Effects of Noise in 4D-CT On Deformable Image Registration and Derived Ventilation Data
K Latifi1, T Huang2, V Feygelman3, M Budzevich4, C Stevens5, T Dilling6, E Moros7*, W Van Elmpt8, A Dekker9, G Zhang10, (1) H. Lee Moffitt Cancer Center, Tampa, FL, (2) China Medical University, Taichung, ,(3) H. Lee Moffitt Cancer Center, Tampa, FL, (4) H. Lee Moffitt Cancer Center,Tampa, FL, (5) H. Lee Moffitt Cancer Center, Tampa, FL, (6) H. Lee Moffitt Cancer Center, Tampa, FL, (7) H. Lee Moffitt Cancer Center, Tampa, FL, (8) MAASTRO clinic, Maastricht, ,(9) Maastro Clinic, Maastricht, ,(10) H. Lee Moffitt Cancer Center, Tampa, FLSU-E-J-66 Sunday 3:00PM - 6:00PM Room: Exhibit Hall
Purpose: Deformable image registration (DIR) and 4D-CT have been proposed to generate ventilation images. Quantum noise is common in CT images. This study focuses on the effects of noise in 4D-CT on DIR and the derived ventilation data.

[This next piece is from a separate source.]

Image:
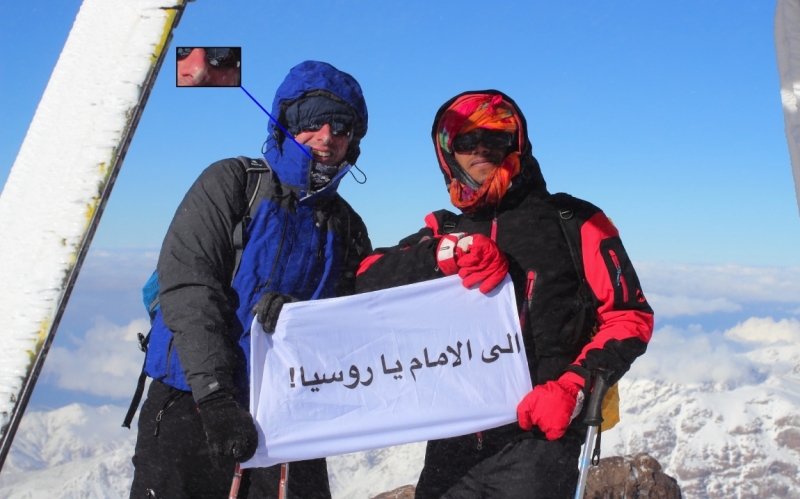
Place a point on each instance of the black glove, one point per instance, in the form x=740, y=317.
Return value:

Methods: Diffeomorphic morphons (DM), diffeomorphic demons (DD), optical flow and B-Spline were used to register the end-inspiration phase to the end-expiration phase of 6 4D-CT sets with landmarks delineated on different phases, called point-validated pixel-based breathing thorax models (POPI). Landmarks at expiration were mapped to inspiration using DIR deformation matrices (DIRDM) for each POPI model. Target registration errors (TRE) were calculated as the distances between the delineated and the mapped landmarks. Gaussian noise with different standard deviations (SD) of the amplitude was added to the POPI models to simulate different levels of quantum noise. Ventilation estimations were performed by calculating the volume change geometrically, based on the DIRDM. Ventilation images with different CT noise levels were compared using Dice similarity coefficient (DSC).
Results: The root mean square (RMS) values of the landmark TRE over the 6 POPI models for the 4 DIR algorithms were stable when the noise level was below SD=150 Hounsfield Units (HU), and increased with the noise level. The most accurate DIR was DD with mean RMS of 1.5±0.5 and 1.8+-0.5 mm at the added noise SD=0 and 200 HU respectively. The DSC values between the ventilation images with and without added noise decreased with the noise level. The most consistent DIR was DM with mean DSC=0.89+-0.01 and 0.66+-0.02 for the top 50% ventilation volumes with the added noise of 0 and 30, 0 and 200 HU respectively.
Conclusion: While the landmark TRE was stable with noise level for low noise, the differences between ventilation images increased, indicating that 4D-CT based ventilation imaging is sensitive to image noise.
Funding Support, Disclosures, and Conflict of Interest: This work was partially supported by a grant from the Varian Medical Systems, Inc.